Artenreiche Baumscheibe im Museumsquartier, Kinder zählen 50 Bienen auf ca. 8-12 Quadrameter grossen Inseln.

Die Bäume entlang der Strasse sind mit Rabatten unterpflanzt. Die Bäume, deren Laubkleid sich genügend ausbilden können, spenden den Fussgänger/innen Schatten.

Auch Verkehrsinseln hier im Heiligkreuz sind meist bepflanzt.

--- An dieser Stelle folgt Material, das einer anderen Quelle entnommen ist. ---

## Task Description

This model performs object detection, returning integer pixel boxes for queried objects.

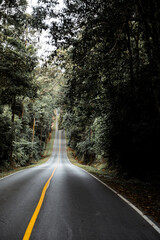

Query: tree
[54,0,160,178]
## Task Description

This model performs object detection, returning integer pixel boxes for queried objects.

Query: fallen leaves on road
[96,174,160,225]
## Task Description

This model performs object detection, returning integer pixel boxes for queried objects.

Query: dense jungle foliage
[0,0,160,179]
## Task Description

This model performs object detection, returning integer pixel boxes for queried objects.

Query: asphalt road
[0,128,160,240]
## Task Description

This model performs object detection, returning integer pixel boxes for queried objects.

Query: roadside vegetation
[0,0,60,171]
[0,122,56,179]
[56,0,160,180]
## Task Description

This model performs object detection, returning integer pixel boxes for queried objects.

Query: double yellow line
[23,132,61,240]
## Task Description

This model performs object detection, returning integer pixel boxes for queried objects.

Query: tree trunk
[126,21,134,86]
[31,118,35,160]
[10,96,16,167]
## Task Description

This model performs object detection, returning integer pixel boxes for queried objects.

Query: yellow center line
[23,132,61,240]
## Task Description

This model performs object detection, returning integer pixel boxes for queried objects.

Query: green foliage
[55,0,160,178]
[91,116,109,158]
[0,67,57,168]
[13,139,33,166]
[0,1,58,168]
[76,139,95,163]
[0,109,12,167]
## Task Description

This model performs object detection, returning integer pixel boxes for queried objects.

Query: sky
[27,0,64,14]
[27,0,64,61]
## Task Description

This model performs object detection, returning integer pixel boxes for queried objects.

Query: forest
[0,0,160,179]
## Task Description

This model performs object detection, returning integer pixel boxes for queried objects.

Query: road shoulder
[67,146,160,229]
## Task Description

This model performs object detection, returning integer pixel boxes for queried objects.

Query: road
[0,127,160,240]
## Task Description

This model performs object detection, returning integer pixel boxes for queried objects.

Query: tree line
[54,0,160,178]
[0,0,58,169]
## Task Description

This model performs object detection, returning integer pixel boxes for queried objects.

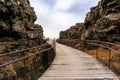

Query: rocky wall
[0,0,43,53]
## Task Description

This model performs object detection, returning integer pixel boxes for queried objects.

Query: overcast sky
[29,0,100,38]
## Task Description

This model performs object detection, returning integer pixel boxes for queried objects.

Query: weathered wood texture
[38,43,118,80]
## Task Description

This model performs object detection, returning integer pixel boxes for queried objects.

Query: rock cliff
[0,0,43,53]
[60,23,84,39]
[59,0,120,42]
[82,0,120,42]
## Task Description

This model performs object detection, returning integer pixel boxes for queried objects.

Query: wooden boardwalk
[38,43,118,80]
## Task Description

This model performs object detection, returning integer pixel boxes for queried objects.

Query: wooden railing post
[40,46,43,66]
[23,59,28,80]
[96,48,98,58]
[48,49,50,65]
[86,44,88,54]
[54,41,56,55]
[109,50,111,69]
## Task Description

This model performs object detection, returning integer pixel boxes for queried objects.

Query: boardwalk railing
[0,41,56,80]
[83,40,120,68]
[58,39,120,75]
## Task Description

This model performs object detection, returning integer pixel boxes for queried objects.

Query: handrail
[83,40,120,52]
[84,42,120,54]
[58,39,120,69]
[0,43,49,57]
[59,39,120,46]
[59,39,120,53]
[84,40,120,47]
[0,46,54,67]
[0,40,56,80]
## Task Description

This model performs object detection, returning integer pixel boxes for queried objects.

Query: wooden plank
[38,43,119,80]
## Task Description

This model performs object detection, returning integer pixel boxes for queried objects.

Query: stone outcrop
[82,0,120,42]
[0,0,43,53]
[59,0,120,42]
[0,0,45,79]
[60,23,84,39]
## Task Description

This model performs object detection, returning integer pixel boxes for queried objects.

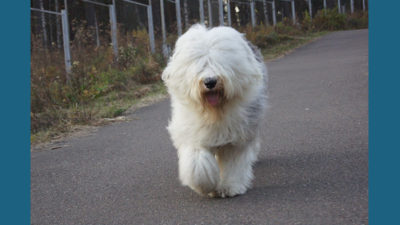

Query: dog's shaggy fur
[162,24,267,197]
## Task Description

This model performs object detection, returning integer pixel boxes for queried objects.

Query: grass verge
[261,32,327,60]
[31,10,367,146]
[31,82,166,145]
[31,31,325,146]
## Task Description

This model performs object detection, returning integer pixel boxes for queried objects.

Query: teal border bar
[369,0,400,224]
[1,0,400,224]
[0,1,30,224]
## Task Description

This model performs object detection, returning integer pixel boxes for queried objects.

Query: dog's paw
[209,184,248,198]
[216,184,247,198]
[207,190,230,198]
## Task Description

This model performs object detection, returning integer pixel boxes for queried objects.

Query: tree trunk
[211,2,219,25]
[94,10,100,47]
[284,2,290,21]
[183,0,189,30]
[39,0,48,48]
[263,0,269,26]
[55,0,62,48]
[48,0,54,48]
[234,3,240,26]
[240,4,249,26]
[134,5,144,27]
[207,0,212,27]
[84,3,96,26]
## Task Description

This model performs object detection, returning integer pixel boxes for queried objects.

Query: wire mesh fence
[31,0,368,80]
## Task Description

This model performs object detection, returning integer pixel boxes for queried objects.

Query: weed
[31,11,368,144]
[313,8,347,31]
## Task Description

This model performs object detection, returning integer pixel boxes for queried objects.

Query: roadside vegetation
[31,9,368,145]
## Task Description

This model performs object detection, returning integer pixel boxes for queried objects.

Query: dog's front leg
[215,139,260,197]
[178,146,220,196]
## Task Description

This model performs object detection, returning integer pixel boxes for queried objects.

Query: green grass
[261,32,328,60]
[31,10,367,145]
[30,31,324,145]
[31,81,167,144]
[31,32,325,145]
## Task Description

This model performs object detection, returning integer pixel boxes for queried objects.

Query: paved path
[31,30,368,224]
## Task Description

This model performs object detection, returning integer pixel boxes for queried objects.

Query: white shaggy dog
[162,24,267,197]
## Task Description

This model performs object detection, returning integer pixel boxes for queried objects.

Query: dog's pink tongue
[206,93,219,106]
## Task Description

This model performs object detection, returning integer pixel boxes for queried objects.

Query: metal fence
[31,7,72,80]
[31,0,368,79]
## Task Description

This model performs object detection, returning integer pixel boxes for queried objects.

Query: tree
[183,0,189,30]
[263,0,269,25]
[55,0,62,48]
[39,0,48,48]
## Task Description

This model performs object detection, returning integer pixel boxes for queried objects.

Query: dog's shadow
[176,148,367,203]
[249,149,368,201]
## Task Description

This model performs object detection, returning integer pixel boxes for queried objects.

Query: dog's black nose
[204,77,217,89]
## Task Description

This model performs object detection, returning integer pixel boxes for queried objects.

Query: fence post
[338,0,341,13]
[323,0,327,10]
[227,0,231,26]
[207,0,212,27]
[94,13,100,47]
[218,0,224,25]
[291,0,296,25]
[61,9,71,81]
[160,0,168,57]
[250,0,255,28]
[199,0,204,24]
[350,0,354,13]
[362,0,365,11]
[175,0,182,35]
[64,0,70,71]
[147,1,155,53]
[64,0,70,40]
[109,4,118,61]
[272,0,276,26]
[308,0,312,21]
[64,0,68,14]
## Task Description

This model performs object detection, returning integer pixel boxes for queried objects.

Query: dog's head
[162,24,265,114]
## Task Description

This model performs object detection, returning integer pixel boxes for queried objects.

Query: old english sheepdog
[162,24,267,197]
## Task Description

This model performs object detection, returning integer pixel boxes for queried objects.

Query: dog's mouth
[204,91,223,106]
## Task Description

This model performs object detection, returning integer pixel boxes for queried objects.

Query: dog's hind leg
[215,138,260,197]
[178,146,220,196]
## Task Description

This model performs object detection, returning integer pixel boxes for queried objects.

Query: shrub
[240,25,284,48]
[31,25,163,135]
[275,18,302,36]
[313,8,346,31]
[301,11,313,32]
[31,10,369,137]
[118,44,138,70]
[346,11,368,29]
[128,55,162,84]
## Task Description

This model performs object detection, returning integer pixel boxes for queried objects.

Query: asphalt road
[31,29,368,225]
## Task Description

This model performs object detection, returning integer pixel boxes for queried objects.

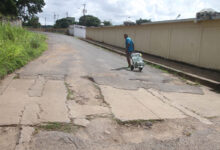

Die noch sehr junge Allee entlang der Poststrasse wird von ihrem bisherigen Sickerasphalt befreit und mit Grün unterpflanzt.

 
 

Kleingrünräume — Strassenspickel

Jene Strassenspickel, die naturnah mit Bäumen, Blumen und Naturwiese gestaltet sind, führen das grosse Potenzial vor Augen und bewirken auf kleinen Flächen Grosses.

 

Drei gute Beispiele am Rosenberg, hier junge Stauden

Auf Restfläche wird verzichtet, Bäume wachsen bis zum Strassenraum

Artenreiche Begrünung an der Dierauerstrasse

 
 

Grosse Grünfreiräume – Öffentliche Park- und Grünanlagen

Der botanische Garten ist in einer mittelgrossen Stadt wie St. Gallen keine Selbstverständlichkeit. Es werden rund 8000 beschriftete Pflanzen aus aller Welt gepflegt, Führungen und Ausstellungen veranstaltet und regelmässige Publikationen über Pflanzen herausgegeben. Mit diesem reichhaltigen Angebot wird der Botanische Garten seiner Aufgabe als Ort der Bildung gerecht. Die Anlage hat auch aussenräumlich grosse Qualitäten und ist ein lebendiger Ort der Erholung und der Begegnung.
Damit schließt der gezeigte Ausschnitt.